In China there is a river that crosses the industrial district of Linfen and is bringing more of a headache to local politicians. The same is used by different environmental and critical agencies as a symbol of the excessive pollution resulting from the frantic industrial growth that has experienced the asian country during the last 30 years. However, and although it is hard to believe, there is a river that is in worse condition.
This is Citarum, who begins in West Java in Indonesia and in its 300-kilometer journey turns into the public waste dump of more than 15 million people and endless small local factories throwing all their waste into the water. Only in home wasteland the river receives more than 2500 cubic meters of garbage daily, and that should be added the waste thrown by the hundreds of textile workshops, main economic engine of the region, which throw all kinds of dyes and chemicals at water, including products such as arsenic and mercury, used for fabric treatment.

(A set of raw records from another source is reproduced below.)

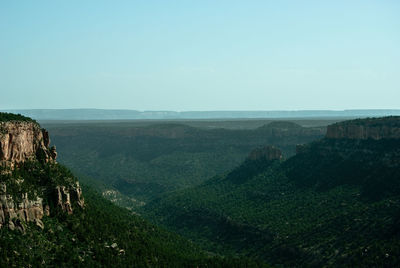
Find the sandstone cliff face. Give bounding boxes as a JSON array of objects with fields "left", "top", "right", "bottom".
[
  {"left": 326, "top": 119, "right": 400, "bottom": 140},
  {"left": 0, "top": 184, "right": 49, "bottom": 232},
  {"left": 0, "top": 121, "right": 84, "bottom": 232},
  {"left": 248, "top": 146, "right": 282, "bottom": 160},
  {"left": 0, "top": 121, "right": 57, "bottom": 165}
]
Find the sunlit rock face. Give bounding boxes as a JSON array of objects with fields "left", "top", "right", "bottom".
[
  {"left": 0, "top": 121, "right": 84, "bottom": 232},
  {"left": 0, "top": 121, "right": 57, "bottom": 165},
  {"left": 326, "top": 117, "right": 400, "bottom": 140},
  {"left": 0, "top": 184, "right": 47, "bottom": 232}
]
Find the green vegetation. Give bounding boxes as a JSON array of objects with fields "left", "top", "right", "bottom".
[
  {"left": 47, "top": 122, "right": 324, "bottom": 208},
  {"left": 0, "top": 112, "right": 37, "bottom": 124},
  {"left": 330, "top": 116, "right": 400, "bottom": 127},
  {"left": 142, "top": 135, "right": 400, "bottom": 267},
  {"left": 0, "top": 161, "right": 265, "bottom": 267}
]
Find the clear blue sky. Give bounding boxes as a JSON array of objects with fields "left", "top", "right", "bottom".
[{"left": 0, "top": 0, "right": 400, "bottom": 111}]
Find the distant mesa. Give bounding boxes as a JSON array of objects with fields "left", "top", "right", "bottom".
[
  {"left": 326, "top": 116, "right": 400, "bottom": 140},
  {"left": 248, "top": 146, "right": 282, "bottom": 161},
  {"left": 0, "top": 113, "right": 84, "bottom": 233}
]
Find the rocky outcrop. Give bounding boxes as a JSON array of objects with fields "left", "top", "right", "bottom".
[
  {"left": 326, "top": 117, "right": 400, "bottom": 140},
  {"left": 0, "top": 121, "right": 57, "bottom": 166},
  {"left": 248, "top": 146, "right": 282, "bottom": 160},
  {"left": 0, "top": 118, "right": 84, "bottom": 232},
  {"left": 0, "top": 184, "right": 45, "bottom": 232},
  {"left": 56, "top": 182, "right": 85, "bottom": 214}
]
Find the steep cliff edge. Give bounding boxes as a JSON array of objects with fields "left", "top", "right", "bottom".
[
  {"left": 0, "top": 121, "right": 57, "bottom": 165},
  {"left": 0, "top": 116, "right": 84, "bottom": 232}
]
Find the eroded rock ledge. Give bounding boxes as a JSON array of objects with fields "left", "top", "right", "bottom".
[
  {"left": 0, "top": 121, "right": 84, "bottom": 232},
  {"left": 0, "top": 121, "right": 57, "bottom": 165}
]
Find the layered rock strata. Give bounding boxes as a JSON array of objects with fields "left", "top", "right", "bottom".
[{"left": 0, "top": 121, "right": 84, "bottom": 232}]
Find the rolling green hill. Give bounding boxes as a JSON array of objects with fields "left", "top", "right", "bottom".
[
  {"left": 47, "top": 122, "right": 325, "bottom": 207},
  {"left": 142, "top": 117, "right": 400, "bottom": 267},
  {"left": 0, "top": 113, "right": 266, "bottom": 267}
]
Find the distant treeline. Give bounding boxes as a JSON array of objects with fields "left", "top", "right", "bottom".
[{"left": 4, "top": 109, "right": 400, "bottom": 120}]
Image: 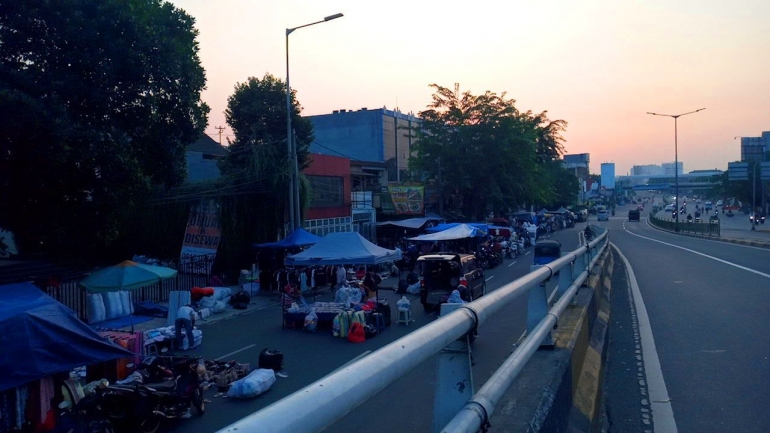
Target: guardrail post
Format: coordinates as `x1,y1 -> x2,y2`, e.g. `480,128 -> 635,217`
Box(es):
431,304 -> 474,432
527,265 -> 553,347
556,262 -> 576,298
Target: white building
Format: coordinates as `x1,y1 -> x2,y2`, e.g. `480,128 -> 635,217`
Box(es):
601,162 -> 615,189
661,161 -> 684,176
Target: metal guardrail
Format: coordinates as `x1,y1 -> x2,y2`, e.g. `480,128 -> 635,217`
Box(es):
214,226 -> 609,433
650,214 -> 722,237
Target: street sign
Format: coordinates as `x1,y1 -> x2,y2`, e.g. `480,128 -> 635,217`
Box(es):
759,162 -> 770,180
727,162 -> 749,180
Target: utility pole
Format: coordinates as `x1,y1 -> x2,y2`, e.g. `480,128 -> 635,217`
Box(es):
214,126 -> 225,146
438,156 -> 444,218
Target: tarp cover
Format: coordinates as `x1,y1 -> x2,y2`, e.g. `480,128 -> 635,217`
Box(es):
425,223 -> 489,236
409,224 -> 486,241
254,227 -> 322,249
284,232 -> 401,266
0,283 -> 133,391
377,217 -> 442,229
80,260 -> 177,292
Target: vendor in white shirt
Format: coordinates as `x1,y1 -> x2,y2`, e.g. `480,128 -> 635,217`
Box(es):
174,304 -> 198,350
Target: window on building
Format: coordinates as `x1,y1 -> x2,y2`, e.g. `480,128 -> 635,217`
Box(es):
308,176 -> 345,207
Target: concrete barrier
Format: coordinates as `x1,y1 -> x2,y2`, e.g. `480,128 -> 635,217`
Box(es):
488,248 -> 614,433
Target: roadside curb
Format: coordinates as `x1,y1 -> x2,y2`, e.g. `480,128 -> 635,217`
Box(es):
645,216 -> 770,249
488,245 -> 614,433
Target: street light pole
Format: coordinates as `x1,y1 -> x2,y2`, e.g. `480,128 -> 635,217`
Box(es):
647,108 -> 705,232
286,14 -> 343,232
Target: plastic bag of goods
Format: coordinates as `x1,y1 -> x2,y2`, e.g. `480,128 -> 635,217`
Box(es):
227,368 -> 275,398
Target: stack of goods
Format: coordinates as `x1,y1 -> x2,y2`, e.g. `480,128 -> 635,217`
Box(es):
144,326 -> 203,350
198,287 -> 232,314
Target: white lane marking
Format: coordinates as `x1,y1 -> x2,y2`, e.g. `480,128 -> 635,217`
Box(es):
214,344 -> 256,361
625,224 -> 770,278
610,243 -> 677,433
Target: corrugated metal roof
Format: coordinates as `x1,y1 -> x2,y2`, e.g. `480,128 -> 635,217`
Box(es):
187,134 -> 227,155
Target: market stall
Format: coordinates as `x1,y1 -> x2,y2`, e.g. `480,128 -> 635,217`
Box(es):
282,232 -> 401,330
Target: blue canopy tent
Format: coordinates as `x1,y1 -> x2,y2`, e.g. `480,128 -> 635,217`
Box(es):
284,232 -> 401,266
0,283 -> 134,391
409,224 -> 487,242
254,227 -> 322,249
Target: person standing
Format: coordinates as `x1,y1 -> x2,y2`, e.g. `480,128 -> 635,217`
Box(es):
174,304 -> 198,350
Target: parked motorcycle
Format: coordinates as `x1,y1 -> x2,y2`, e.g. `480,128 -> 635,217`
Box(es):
104,357 -> 206,433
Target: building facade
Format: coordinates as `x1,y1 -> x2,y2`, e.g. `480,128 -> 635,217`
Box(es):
660,161 -> 684,176
741,131 -> 770,162
563,153 -> 591,203
185,135 -> 228,183
302,153 -> 353,236
308,108 -> 425,224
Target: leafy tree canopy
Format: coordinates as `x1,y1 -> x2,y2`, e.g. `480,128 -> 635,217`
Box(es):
222,74 -> 313,232
409,84 -> 578,219
0,0 -> 208,256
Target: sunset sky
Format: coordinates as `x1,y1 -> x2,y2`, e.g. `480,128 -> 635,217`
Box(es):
171,0 -> 770,174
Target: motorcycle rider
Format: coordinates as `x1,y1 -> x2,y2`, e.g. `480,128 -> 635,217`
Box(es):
174,304 -> 198,350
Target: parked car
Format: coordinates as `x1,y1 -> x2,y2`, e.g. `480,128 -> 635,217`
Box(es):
417,253 -> 487,311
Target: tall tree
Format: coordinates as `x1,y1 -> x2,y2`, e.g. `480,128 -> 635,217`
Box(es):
409,84 -> 566,219
222,74 -> 313,232
0,0 -> 208,256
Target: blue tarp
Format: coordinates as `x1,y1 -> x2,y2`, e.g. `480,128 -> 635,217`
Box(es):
0,283 -> 134,391
284,232 -> 401,266
377,217 -> 443,229
425,223 -> 489,236
254,227 -> 322,249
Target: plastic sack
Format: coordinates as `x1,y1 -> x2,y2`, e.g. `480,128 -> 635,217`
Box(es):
305,310 -> 318,332
446,290 -> 465,304
334,287 -> 348,304
87,293 -> 107,323
102,292 -> 123,320
118,290 -> 134,316
227,368 -> 275,398
396,296 -> 412,310
198,296 -> 217,308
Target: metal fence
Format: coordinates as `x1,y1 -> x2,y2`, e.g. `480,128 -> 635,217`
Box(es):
650,214 -> 722,237
34,254 -> 224,322
214,227 -> 609,433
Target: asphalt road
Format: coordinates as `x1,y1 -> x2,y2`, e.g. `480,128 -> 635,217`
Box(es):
601,202 -> 770,433
163,226 -> 581,433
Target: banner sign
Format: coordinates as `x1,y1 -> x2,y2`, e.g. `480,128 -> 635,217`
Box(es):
179,200 -> 222,275
388,186 -> 425,215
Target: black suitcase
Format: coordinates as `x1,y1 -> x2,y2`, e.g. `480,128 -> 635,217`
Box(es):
259,348 -> 283,371
375,299 -> 391,326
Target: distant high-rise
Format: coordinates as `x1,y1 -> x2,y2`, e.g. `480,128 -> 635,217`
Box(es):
631,164 -> 663,176
741,131 -> 770,161
660,161 -> 684,176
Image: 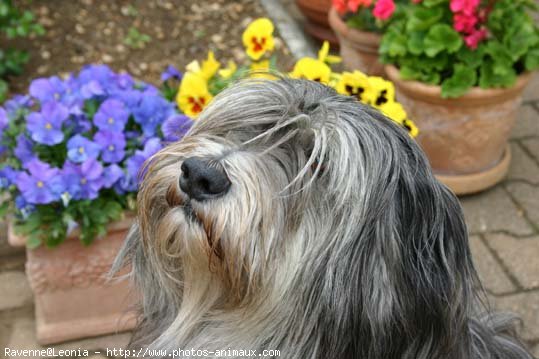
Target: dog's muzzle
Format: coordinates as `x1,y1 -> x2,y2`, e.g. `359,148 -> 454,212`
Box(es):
180,157 -> 231,201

River pollution is a relatively recent phenomenon, occurring for the most part during the last 25 years; Which has pushed the former fishermen to turn to the informal collection of waste to survive (which they sell to different deposits at the end of the day for a miserable amount of money). Contaminated water, putrid stench and a brown color, like the water of the Ganges in India, used by most of the population for bathing, cooking and drinking. In addition to the rural areas of Java, the river also supplies 80% of the water consumed in Jakarta, capital of Indonesia. However, as expected, due to the strong social inequality the more affluent areas have their own water purification plants.